Murat M.s Verteidiger zog die Version des Polizisten in Zweifel. Tatsächlich wirkte der Beamte ein wenig angefasst. Er erklärte auch, warum: Seit einem Unfall sei er dienstunfähig; ein Airbag sei ihm auf die Ohren geknallt, sein Gehör sei geschädigt - und vom Geschehen auf der Straße habe er seitdem eine andere Wahrnehmung als andere Leute: "Ich reagiere ein bisschen allergischer." Drum habe er auch erst "stocksteif da gestanden", als Murat M. in der Kampstraße auf ihn zu gefahren sei.

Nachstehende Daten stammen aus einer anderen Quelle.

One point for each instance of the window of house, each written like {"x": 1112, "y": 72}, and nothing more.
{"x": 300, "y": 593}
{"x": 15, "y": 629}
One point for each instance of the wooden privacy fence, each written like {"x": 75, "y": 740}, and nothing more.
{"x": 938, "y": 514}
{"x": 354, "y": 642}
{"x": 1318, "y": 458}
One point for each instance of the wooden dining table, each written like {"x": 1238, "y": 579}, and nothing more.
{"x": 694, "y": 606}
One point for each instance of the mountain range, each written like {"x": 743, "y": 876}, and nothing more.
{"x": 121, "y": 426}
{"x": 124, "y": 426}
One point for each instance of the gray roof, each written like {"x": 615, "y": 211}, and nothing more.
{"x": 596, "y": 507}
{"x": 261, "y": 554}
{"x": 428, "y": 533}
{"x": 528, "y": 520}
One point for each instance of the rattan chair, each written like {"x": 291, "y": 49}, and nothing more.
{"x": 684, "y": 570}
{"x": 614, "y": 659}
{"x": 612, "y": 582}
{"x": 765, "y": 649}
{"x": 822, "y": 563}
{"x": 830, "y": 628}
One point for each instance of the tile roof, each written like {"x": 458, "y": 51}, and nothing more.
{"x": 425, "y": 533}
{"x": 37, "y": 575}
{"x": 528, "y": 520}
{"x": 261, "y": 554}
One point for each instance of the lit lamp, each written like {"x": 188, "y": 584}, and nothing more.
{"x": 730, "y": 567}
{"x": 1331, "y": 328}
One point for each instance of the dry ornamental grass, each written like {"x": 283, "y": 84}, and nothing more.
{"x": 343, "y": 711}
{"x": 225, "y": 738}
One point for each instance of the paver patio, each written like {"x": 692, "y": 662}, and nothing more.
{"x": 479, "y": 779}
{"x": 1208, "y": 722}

Murat M. wurde 2013 der Führerschein entzogen. Seit er einen neuen hat, läppern sich in Flensburg schon wieder die Einträge - unter anderem fuhr er über eine Ampel, die schon länger als eine Sekunde Rot zeigte, und überbot bei anderer Gelegenheit die zulässige Geschwindigkeit um 48 Kilometer pro Stunde. Richter Klopsch war überzeugt: Autofahrer Murat M. fühlte sich im Dezember 2017 von dem vor ihm spazierenden Thomas F. gemaßregelt und wurde laut - ein "leider sehr verbreitetes Verhalten". Klopschs Alternativvorschlag: entspannt miteinander sprechen - und sich vielleicht sogar für Fehlverhalten entschuldigen.